That was an even more epic fail compare to the weather data competition host seven months back.
I am about 19 hours away from the deadline but with me tomorrow full time at this deep learning conference, I know this is not going well so I might as well get a head start on this post mortem.
Yet again, I failed to submit to Kaggle competition. Fool me once, shame on me. Fool me twice… damn. I am a fucking idiot.
Things I should have done better:
- I completed all my training locally on my own GPUs for accessibility reasons.
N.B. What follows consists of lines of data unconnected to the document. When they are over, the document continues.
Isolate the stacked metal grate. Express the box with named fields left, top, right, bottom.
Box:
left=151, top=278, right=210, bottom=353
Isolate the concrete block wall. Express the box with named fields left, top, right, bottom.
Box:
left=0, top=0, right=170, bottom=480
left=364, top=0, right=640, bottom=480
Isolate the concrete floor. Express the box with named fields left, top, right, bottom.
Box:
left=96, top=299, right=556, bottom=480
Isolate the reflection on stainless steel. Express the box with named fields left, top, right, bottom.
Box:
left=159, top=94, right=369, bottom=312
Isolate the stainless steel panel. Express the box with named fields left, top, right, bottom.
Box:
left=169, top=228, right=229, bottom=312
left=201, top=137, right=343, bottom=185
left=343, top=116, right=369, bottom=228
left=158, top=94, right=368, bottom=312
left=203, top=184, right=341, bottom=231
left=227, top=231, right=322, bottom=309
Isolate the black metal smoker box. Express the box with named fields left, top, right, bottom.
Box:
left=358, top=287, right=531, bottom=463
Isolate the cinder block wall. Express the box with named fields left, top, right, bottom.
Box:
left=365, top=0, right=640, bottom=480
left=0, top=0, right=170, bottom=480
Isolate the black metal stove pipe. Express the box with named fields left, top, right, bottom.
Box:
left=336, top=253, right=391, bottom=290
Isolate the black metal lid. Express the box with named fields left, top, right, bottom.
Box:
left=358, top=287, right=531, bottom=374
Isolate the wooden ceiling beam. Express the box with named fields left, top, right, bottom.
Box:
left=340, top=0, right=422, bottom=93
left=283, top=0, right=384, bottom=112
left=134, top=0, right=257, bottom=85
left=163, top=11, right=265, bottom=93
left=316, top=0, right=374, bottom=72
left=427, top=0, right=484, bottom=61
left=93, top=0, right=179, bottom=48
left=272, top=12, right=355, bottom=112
Also I organized my data/folders/dependency scripts in my own particular fashion (not yet as a python module package published to pip… hence also not readily callable from Jupyter)
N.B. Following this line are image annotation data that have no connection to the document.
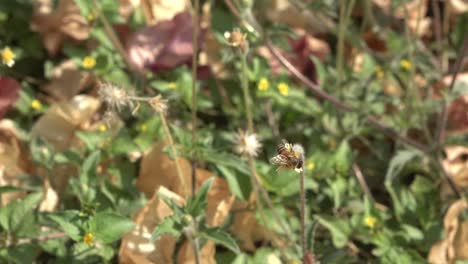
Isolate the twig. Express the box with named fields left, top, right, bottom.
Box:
left=14, top=232, right=68, bottom=246
left=159, top=112, right=189, bottom=197
left=190, top=0, right=200, bottom=195
left=431, top=0, right=443, bottom=70
left=266, top=39, right=429, bottom=153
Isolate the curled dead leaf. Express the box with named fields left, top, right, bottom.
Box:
left=440, top=146, right=468, bottom=198
left=428, top=200, right=468, bottom=264
left=31, top=0, right=89, bottom=55
left=128, top=12, right=198, bottom=71
left=119, top=186, right=216, bottom=264
left=43, top=60, right=94, bottom=100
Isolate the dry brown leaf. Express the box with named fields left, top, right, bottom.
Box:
left=0, top=119, right=32, bottom=206
left=440, top=146, right=468, bottom=198
left=31, top=95, right=101, bottom=151
left=230, top=195, right=270, bottom=252
left=428, top=200, right=468, bottom=264
left=119, top=186, right=216, bottom=264
left=31, top=0, right=89, bottom=55
left=260, top=0, right=335, bottom=35
left=31, top=95, right=101, bottom=193
left=43, top=60, right=94, bottom=100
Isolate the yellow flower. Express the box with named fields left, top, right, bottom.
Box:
left=167, top=82, right=177, bottom=89
left=98, top=124, right=107, bottom=132
left=375, top=66, right=385, bottom=79
left=83, top=233, right=94, bottom=246
left=1, top=47, right=16, bottom=67
left=258, top=78, right=270, bottom=91
left=82, top=56, right=96, bottom=69
left=31, top=99, right=42, bottom=110
left=278, top=82, right=289, bottom=96
left=400, top=59, right=413, bottom=71
left=364, top=216, right=377, bottom=228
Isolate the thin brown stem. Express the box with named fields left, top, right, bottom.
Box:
left=431, top=0, right=443, bottom=70
left=15, top=232, right=68, bottom=246
left=159, top=112, right=189, bottom=197
left=436, top=35, right=468, bottom=147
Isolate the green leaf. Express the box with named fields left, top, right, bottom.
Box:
left=150, top=215, right=182, bottom=242
left=80, top=151, right=101, bottom=184
left=186, top=177, right=214, bottom=217
left=314, top=215, right=351, bottom=248
left=48, top=210, right=81, bottom=241
left=0, top=192, right=42, bottom=233
left=90, top=212, right=135, bottom=244
left=201, top=228, right=240, bottom=254
left=216, top=164, right=252, bottom=200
- Import modules were not robust enough and not working as they should.
- /kaggle/work, /kaggle/input folders etc are completely foreign concept to me. I organized data my own way… very very differently.
- While prediction was working (but not really visually checked), submission to Kaggle was not. The RLE encoding and decoding schema was notoriously buggy, annoying to work with and difficult to bug check. This lead to almost 75% of the dev time preparing for these. Still, it has bug in the end at even the local validation stage. Next time, i will just use a package or some tried and true public code to do this. God damn it.
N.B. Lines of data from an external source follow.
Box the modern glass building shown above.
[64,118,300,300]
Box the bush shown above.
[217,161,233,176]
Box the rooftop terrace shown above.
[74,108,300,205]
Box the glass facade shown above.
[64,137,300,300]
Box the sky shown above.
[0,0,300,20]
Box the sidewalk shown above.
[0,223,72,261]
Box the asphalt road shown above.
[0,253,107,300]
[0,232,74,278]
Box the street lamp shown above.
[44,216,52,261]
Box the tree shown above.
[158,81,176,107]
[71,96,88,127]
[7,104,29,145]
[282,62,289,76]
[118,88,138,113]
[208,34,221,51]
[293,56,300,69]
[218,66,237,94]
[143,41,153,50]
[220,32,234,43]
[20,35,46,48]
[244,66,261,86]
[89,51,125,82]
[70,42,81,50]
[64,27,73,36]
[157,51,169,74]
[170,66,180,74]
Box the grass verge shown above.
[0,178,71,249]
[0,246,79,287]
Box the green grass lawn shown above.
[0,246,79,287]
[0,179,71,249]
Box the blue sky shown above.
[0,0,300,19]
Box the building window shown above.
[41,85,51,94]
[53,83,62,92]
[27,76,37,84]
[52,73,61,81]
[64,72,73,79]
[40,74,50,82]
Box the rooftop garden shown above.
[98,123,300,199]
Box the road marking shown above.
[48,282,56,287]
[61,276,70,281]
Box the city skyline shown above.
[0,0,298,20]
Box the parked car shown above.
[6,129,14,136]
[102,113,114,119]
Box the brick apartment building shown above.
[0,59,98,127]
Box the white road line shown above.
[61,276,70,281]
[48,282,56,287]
- Speaking of dev time, 3 hours per week was already far cry from enough. But having 2 full weeks of almost 100% off hours dedicated to ML interview preparation was TERRIBLE idea. Oh, also I was away on vacation for one full week too. These all happened starting one month before the Kaggle deadline are very very bad combinations. Need to clear calendar for the two weeks BEFORE Kaggle deadlines.
- Overall, I think all these epic fails are the direct results of invalidated/insufficient data pipeline works and lack of iterative improvement submission processes. The deep learning part was not too bad (as in, it at least runs, but no clue how well it generalized) but the the check/iterate/improve portion was very very poorly handled. Despite the recent post interview data pipeline improvement, it failed to integrate with the Kaggle Kernel computation environment.
- More importantly, the lack of offline integration with online Jupyter analyses pipeline was also likely the cause of multiple analyses bug issues.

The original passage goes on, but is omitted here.